Download binaries from the releases page

🐋 Docker

In the project there's a docker-compose.prod.yml which you can deploy on your server, you will notice that there's also a "dev" version, this version simply has a build instead of image property, so feel free to use either.

Please do take notice that I have just fed the environment file directly to the service via docker-compose, and I recommend you do the same but please feel free to pass in environment variables straight to the process as well.

Docker Compose File

version: "3.8"

services:
  drive-health:
    # Latest image pull, mention the specific version here please.
    image: ghcr.io/justkato/drive-health:latest
    # Restart in case of crashing
    restart: unless-stopped
    # Load environment variables from .env file
    env_file:
      - .env
    # Mount the volume to the local drive
    volumes:
      - ./data:/data
    # Setup application ports
    ports:
      - 5003:8080

💾 SystemD

When running with SystemD or any other service manager, please make sure you have a .env inside the WorkingDirectory of your runner, in the below example I will simply put my env in /home/daniel/services/drive-health/.env

[Unit]
Description=Drive Health Service
After=network.target

[Service]
Type=simple
User=daniel # Your user here
WorkingDirectory=/home/daniel/services/drive-health # The path to the service's directory
ExecStart=/home/daniel/services/drive-health/drive-health # The path to the binary
Restart=on-failure

[Install]
WantedBy=multi-user.target

FAQ

How does it work?

Currently the program does not depend on any go library for hardware detection as I couldn't find anything that would not require root access while giving me the possibility to interrogate the temperature of the drives.

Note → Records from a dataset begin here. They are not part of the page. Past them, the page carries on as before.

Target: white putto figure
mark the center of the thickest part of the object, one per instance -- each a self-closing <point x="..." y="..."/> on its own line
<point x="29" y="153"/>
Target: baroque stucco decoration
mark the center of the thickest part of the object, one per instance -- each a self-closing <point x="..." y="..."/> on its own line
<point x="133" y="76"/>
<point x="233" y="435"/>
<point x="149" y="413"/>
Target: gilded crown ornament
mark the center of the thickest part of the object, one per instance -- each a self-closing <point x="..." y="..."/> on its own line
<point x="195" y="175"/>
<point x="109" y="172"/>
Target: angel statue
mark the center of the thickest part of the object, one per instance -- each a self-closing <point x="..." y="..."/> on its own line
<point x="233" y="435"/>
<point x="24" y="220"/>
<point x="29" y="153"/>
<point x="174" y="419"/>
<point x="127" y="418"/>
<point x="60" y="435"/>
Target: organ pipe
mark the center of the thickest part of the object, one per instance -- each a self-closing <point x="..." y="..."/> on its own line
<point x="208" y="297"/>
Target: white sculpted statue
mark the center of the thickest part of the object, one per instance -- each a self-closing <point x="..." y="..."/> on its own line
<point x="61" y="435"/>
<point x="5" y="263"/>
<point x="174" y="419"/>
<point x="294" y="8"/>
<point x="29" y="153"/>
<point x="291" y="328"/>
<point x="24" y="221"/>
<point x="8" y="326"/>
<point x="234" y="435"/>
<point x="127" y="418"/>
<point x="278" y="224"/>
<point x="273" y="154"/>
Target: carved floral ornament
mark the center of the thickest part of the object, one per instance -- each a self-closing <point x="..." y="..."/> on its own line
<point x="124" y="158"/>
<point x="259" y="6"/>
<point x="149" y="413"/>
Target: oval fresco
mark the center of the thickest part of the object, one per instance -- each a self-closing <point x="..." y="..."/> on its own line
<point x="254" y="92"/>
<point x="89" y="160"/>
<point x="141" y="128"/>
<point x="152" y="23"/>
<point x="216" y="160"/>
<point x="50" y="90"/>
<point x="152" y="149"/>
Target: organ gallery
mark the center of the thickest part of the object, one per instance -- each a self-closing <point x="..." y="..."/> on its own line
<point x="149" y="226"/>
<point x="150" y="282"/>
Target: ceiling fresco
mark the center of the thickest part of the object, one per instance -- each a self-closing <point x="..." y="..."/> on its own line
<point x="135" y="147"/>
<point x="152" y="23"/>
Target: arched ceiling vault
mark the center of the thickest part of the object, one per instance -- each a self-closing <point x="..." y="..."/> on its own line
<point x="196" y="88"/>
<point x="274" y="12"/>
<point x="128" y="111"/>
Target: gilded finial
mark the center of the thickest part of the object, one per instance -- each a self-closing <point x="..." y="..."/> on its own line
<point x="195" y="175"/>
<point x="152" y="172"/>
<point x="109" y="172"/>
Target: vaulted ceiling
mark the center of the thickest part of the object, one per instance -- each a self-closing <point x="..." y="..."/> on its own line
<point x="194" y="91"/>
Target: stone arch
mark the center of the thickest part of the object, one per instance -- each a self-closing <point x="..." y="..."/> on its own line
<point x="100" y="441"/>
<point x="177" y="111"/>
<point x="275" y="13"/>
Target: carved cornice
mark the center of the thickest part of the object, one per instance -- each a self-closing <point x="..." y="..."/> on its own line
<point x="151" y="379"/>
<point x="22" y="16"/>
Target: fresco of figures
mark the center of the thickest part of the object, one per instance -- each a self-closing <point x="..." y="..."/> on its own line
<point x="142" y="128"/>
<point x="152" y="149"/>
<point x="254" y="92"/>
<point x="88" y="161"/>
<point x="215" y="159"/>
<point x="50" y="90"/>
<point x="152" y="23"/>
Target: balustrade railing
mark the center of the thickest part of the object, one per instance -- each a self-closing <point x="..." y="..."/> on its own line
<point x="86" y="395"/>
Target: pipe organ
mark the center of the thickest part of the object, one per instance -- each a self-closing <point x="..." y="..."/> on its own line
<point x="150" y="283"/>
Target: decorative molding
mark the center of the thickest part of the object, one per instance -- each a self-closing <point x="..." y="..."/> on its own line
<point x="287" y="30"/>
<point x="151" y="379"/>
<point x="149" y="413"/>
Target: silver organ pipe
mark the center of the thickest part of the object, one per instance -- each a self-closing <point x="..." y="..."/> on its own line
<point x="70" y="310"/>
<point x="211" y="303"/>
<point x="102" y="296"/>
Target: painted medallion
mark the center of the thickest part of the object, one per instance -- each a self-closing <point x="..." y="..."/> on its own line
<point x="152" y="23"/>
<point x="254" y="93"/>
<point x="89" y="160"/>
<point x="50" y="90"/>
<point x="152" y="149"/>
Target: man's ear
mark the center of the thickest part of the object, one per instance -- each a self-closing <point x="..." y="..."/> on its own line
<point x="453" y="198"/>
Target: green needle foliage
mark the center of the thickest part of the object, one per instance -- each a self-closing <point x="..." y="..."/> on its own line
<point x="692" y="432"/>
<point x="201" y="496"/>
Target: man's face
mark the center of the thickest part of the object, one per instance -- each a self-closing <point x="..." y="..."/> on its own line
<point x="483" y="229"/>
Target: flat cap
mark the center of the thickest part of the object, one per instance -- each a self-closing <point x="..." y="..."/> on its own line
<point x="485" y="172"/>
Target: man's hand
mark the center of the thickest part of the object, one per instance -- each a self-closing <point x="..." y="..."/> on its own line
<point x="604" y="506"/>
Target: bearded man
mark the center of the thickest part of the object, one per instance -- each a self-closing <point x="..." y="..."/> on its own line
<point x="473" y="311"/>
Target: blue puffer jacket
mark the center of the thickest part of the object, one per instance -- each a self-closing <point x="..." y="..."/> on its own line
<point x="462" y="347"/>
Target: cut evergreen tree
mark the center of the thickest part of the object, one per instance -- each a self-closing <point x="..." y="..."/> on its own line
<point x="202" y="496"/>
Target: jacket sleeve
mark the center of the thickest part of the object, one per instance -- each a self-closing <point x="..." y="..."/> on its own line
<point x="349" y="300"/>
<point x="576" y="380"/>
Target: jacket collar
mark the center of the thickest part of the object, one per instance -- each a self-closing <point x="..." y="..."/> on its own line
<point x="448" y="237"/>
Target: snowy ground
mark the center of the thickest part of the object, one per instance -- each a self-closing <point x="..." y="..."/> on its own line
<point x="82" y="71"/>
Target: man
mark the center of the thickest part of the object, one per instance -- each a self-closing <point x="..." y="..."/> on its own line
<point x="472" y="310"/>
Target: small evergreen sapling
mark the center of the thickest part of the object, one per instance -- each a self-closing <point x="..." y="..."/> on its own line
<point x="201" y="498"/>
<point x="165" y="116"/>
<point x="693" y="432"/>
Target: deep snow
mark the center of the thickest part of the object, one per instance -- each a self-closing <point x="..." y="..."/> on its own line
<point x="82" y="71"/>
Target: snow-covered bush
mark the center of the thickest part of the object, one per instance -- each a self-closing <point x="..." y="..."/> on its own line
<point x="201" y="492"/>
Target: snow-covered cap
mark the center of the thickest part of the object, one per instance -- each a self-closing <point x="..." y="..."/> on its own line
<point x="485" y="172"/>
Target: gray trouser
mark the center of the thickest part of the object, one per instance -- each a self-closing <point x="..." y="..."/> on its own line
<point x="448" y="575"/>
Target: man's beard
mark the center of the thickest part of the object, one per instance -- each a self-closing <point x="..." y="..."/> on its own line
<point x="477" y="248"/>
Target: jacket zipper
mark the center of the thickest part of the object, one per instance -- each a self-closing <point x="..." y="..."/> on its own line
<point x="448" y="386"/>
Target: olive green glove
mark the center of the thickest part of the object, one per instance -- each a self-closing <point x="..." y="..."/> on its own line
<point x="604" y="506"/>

I chose not to depend on lsblk either, so how does the program work? The program currently looks in /sys/block and then tries to make sense of the devices, I have had limited testing with my hardware specs, any issues being open in regards to different kinds of hardware would be highly appreciated

Why not just run as root?

I really, REALLY, REALLY want to avoid asking people to run ANY program I write as root and even try and prevent that from happening since that's how things can go bad, especially because I am running actions over hardware devices.

Support & Contribution

For support, bug reports, or feature requests, please open an issue on the GitHub repository. Contributions are welcome! Fork the repository, make your changes, and submit a pull request.

License

This project is licensed under the Apache License 2.0.